For the vast majority of the world’s population eating is not a problem. But for some, around 15%, it is a daily struggle. And it gets worse during periods of high food prices. Commodities, from which basic food is made, have been soaring in value for months, and experts are sounding the alarm.
According to Food and Agriculture Organisation, these prices are likely to remain high and volatile throughout 2012 and beyond.
It is a difficult situation that affects everyone from America to Asia, through Europe and Africa but, of course, those worst affected are the poorest.
Naturally weather plays a crucial role – too much rain at times, not enough at others, makes production uncertain.
Earlier this year severe drought in China, the world’s largest producer of corn, caused the price of cereals to rocket. There is also a lack of transparency of food stocks and agricultural production.
In 2008 the surge in prices led to riots in some African countries. In the last year alone, the price of grain has risen by 71%.
The world food import bill this year will also break records: 1290 billion dollars – an increase of 21% since last year.
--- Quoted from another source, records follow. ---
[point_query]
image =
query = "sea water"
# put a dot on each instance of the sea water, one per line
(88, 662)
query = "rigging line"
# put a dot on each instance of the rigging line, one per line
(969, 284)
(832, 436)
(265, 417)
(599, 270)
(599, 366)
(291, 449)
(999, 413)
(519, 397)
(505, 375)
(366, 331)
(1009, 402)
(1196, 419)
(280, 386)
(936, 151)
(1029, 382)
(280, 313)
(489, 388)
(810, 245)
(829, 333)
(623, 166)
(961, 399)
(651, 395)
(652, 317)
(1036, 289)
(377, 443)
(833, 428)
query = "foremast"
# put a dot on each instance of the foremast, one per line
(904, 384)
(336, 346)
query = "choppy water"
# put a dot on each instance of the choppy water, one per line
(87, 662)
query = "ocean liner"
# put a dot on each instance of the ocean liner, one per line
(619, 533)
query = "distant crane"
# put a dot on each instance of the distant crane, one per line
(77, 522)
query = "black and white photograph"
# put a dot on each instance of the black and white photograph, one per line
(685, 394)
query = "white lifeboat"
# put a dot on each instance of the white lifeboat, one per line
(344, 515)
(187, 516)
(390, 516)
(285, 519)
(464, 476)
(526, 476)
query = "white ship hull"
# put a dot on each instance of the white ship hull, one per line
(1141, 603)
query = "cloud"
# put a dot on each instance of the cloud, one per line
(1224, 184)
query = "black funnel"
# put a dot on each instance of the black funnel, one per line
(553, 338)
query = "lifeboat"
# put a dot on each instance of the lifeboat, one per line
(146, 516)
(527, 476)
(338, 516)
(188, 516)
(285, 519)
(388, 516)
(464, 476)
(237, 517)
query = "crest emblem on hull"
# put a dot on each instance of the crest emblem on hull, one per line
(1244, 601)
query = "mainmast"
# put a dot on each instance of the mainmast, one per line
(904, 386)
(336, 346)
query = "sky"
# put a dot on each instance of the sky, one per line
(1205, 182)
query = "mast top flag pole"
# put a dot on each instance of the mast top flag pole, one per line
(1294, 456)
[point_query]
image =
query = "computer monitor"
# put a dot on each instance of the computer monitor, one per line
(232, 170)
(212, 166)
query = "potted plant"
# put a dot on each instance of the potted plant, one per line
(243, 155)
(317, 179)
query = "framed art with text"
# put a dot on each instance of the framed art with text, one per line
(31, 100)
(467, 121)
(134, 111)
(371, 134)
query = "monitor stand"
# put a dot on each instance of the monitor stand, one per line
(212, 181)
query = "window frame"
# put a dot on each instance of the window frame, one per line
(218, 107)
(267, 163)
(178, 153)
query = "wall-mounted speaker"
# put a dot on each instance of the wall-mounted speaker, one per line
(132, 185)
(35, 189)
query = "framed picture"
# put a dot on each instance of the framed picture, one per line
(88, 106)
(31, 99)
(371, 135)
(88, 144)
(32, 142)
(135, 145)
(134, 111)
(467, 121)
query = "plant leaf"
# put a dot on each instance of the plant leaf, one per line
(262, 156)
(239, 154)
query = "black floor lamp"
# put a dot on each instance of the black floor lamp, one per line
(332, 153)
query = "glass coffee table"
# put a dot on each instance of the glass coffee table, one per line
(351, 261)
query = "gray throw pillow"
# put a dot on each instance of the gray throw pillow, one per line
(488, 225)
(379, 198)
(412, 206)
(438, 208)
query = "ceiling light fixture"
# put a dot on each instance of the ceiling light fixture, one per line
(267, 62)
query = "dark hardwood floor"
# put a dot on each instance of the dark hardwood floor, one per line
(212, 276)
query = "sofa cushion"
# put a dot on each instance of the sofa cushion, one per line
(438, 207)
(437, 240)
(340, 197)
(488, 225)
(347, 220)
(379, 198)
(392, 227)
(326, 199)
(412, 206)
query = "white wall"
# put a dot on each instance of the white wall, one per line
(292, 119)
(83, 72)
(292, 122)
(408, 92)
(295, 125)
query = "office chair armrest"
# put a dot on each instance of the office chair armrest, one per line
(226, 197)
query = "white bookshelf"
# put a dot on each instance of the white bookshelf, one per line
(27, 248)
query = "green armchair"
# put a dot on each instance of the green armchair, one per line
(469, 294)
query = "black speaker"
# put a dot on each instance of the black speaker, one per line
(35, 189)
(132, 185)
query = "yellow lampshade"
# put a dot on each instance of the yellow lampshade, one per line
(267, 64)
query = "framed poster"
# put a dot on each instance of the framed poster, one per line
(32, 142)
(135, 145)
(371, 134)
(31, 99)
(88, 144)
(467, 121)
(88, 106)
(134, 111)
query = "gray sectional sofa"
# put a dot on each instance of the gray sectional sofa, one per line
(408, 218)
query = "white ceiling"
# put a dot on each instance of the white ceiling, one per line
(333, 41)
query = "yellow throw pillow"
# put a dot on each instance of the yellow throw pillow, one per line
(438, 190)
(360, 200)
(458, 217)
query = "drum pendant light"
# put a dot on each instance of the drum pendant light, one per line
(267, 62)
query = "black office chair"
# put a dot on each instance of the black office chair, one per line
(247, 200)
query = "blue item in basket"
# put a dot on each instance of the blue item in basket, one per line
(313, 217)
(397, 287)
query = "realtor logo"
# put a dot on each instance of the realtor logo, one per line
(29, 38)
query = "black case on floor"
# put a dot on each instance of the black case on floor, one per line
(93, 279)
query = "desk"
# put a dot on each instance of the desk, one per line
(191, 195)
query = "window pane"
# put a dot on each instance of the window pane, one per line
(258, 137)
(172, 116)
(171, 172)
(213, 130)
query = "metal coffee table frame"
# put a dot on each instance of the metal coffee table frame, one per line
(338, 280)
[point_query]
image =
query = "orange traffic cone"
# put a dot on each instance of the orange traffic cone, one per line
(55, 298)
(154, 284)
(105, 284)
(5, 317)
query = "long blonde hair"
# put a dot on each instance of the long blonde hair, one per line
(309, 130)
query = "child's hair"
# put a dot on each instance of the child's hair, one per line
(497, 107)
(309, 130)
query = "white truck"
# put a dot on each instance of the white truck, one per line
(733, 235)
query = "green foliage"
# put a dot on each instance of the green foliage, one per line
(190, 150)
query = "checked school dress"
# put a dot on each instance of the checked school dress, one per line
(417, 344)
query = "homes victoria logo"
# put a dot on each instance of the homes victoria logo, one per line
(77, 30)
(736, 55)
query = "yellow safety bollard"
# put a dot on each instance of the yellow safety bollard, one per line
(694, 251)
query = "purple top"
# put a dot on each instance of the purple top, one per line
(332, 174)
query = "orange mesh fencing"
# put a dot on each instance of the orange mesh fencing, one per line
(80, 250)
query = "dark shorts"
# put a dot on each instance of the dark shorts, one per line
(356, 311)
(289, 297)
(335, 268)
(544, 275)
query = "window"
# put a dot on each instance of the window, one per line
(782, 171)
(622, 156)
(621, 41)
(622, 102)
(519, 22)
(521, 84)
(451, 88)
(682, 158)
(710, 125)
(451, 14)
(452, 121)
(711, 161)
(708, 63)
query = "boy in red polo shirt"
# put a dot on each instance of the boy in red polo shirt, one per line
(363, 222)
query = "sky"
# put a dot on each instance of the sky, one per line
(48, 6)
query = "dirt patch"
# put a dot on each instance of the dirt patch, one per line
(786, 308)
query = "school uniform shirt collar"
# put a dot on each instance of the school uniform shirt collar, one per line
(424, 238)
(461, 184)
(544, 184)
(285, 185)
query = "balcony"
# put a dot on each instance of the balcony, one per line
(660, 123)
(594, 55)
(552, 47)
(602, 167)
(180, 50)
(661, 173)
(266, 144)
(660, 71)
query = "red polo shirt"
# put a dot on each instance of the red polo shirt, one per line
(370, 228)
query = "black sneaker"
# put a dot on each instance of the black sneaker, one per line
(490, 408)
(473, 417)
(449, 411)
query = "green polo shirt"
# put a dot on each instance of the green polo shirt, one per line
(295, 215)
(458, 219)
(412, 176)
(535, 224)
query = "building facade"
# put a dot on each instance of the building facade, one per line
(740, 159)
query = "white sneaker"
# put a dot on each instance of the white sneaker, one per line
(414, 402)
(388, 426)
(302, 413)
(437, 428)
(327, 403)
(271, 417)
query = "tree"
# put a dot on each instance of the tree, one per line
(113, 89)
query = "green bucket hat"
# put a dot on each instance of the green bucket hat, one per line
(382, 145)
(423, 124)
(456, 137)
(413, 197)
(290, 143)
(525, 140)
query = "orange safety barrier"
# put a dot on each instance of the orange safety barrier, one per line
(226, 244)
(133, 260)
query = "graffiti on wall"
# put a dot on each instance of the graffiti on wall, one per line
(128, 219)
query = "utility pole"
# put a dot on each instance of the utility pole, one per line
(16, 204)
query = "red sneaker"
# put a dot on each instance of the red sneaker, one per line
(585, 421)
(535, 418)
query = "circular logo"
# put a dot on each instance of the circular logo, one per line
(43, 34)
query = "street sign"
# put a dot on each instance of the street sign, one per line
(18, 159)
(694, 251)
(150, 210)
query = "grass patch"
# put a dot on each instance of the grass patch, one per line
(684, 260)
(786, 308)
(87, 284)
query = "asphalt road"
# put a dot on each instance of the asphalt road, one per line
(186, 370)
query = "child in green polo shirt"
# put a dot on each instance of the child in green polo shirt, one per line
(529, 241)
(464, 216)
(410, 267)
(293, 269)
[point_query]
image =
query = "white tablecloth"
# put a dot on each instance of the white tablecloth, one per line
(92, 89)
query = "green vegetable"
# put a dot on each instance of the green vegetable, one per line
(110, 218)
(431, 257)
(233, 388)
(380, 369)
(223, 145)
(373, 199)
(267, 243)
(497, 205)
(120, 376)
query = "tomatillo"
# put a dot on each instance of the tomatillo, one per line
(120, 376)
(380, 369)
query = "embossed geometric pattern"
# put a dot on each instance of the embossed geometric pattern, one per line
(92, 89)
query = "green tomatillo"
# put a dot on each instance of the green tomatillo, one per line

The countries most dependent on imports will be worst affected. They will pay up to 30% more for their food imports.
Inevitably many of those countries are in Africa, where some nations spend upto a fifth of GDP on food imports.
Malnutrition is becoming a problem in emerging countries like India and Indonesia, where demand is increasing, and will continue to do so in the future. Soaring demand contributes significantly to rising prices.
So speculation is not the only factor responsible for volatile food prices.
G20 countries now plan to address the issue by monitoring the global supply of grain. France would like to see tough rules introduced to combat speculation.
2011 may not have seen riots like those of 3 years ago, but the revolutions in Tunisia and Egypt were partly about the rising price of bread.